Anyone who is anyone that grew up in the south St. Louis area, and maybe even beyond, knows the legend that Sunset Country Club was founded by Adolphus Busch and Eberhard Anheuser. They first purchased land for the Sunset Inn in 1910 and the Sunset Inn opened in 1911.
Word is that it was because the St. Louis clubs wouldn’t allow them membership that the pair started a resort. Ask anyone. Whether it was because they were beer brewers, German or new money—there were unspoken reasons.
Sunset Country Club turned 100 years old with a centennial celebration last year and the publication of a beautiful hard-bound book to commemorate the anniversary.
My family, descendents of Wilhelm von Einem of Germany, (anglicized name of William vonEime) have the claim to fame that the country club is built on property that was once their farm—possibly vineyards—of great-great- grandfather vonEime. Indeed, it was 1911 when William and Katherine vonEime retired from farming and moved to what was considered the more fashionable area of Meachem Park, now Kirkwood.
According to the Sunset Country Club website: “In 1918 Sunset was so far out in the country that it had to be self-contained.”
When Sunset Inn opened, the old vonEime house was used as a dormitory for the female wait staff. The men were of course housed across the street. Rumor has it that the German hausfrau would use gunfire to scare away men trying to meet the women who lived there.
According to author Jim Healey, golf historian and author of the centennial book Sunset Country Club — St. Louis 1910 – 2010 the club was formed by August Busch Sr., and Eberhard Anheuser in 1911. It was Jesse Carlton, formerly with Glen Echo, who urged them on, and the golf course began in 1916 and opened in the summer of1917.

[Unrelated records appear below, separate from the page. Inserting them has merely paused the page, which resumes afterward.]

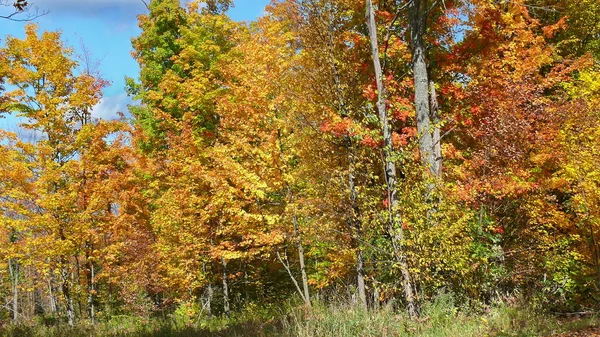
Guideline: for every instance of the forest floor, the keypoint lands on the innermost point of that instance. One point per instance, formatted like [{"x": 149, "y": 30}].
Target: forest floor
[{"x": 438, "y": 319}]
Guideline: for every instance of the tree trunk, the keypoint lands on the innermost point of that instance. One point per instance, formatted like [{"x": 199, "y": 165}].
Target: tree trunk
[
  {"x": 356, "y": 225},
  {"x": 226, "y": 308},
  {"x": 437, "y": 138},
  {"x": 14, "y": 273},
  {"x": 52, "y": 298},
  {"x": 91, "y": 292},
  {"x": 302, "y": 264},
  {"x": 68, "y": 298},
  {"x": 417, "y": 17},
  {"x": 395, "y": 221}
]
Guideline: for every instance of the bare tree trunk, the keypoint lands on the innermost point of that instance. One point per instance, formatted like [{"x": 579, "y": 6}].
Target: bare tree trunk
[
  {"x": 286, "y": 264},
  {"x": 417, "y": 15},
  {"x": 68, "y": 298},
  {"x": 302, "y": 264},
  {"x": 91, "y": 292},
  {"x": 14, "y": 273},
  {"x": 51, "y": 298},
  {"x": 395, "y": 221},
  {"x": 226, "y": 308},
  {"x": 356, "y": 225},
  {"x": 209, "y": 297},
  {"x": 437, "y": 138}
]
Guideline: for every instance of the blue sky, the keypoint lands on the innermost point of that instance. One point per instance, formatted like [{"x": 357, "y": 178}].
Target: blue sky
[{"x": 105, "y": 27}]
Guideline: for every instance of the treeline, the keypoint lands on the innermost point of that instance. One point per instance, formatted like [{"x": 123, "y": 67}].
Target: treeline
[{"x": 376, "y": 151}]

During the temperance and anti-saloon movements of the late 1800’s and turn of the century, the author admits, Adolphus Busch wanted to market the Sunset Inn to foster an upscale positioning of beer, creating an elegant environment to drink beer and wine, his personal favorite.
According to the Sunset Country Club website’s history:
“In 1910 Adolphus Busch decided Saint Louis needed a social club in south St. Louis County. He wanted a hilly, undeveloped, wooded site that would permit privacy and an opportunity to share in nature's beauty, and one that would serve Anheuser-Busch products exclusively.
There are those who say Busch and other beer barons, such as Lemp, Griesedieck and others, chose what is now the Sunset Hills area because they were looking to recreate their native Rhine River Valley in Germany—hilly and wooded.
“At its peak, Sunset Inn had over 1,800 members,” author Healey said.
About the legend of St. Louis club membership, Healey clarified that it was Adolphus who purchased the property for the Sunset Inn in 1910. His son August Busch, Sr., was nominated to the St. Louis Country Club in 1912. However, there was never a vote on the nomination. Thus the mystery lives on.
What is today the Sunset Country Club had been farms owned by vonEime, property bought from Conrad Wheat Jr., Gabriel Cerre (son-in-law of Auguste Chouteau, founder of St.Louis, and of salt mine and Meramec River ferry fame), Maning Mayfield, Charles Weber, the John Sappington family, and Mary N. Long.
“When Marie Busch and Drummond Jones married, their first home was the old Von Eime log home, which later served as the women's dormitory, when 'Drummie' built the big house,” according to the history books.
As far as the Sunset Country Club golf course goes, the eighth and ninth holes sit on former vonEime farmland, which were likely vineyards. In the 1950s, the course was reconfigured and holes reversed. The games continue today on the prettily manicured course.
Happy 101st anniversary to the Club.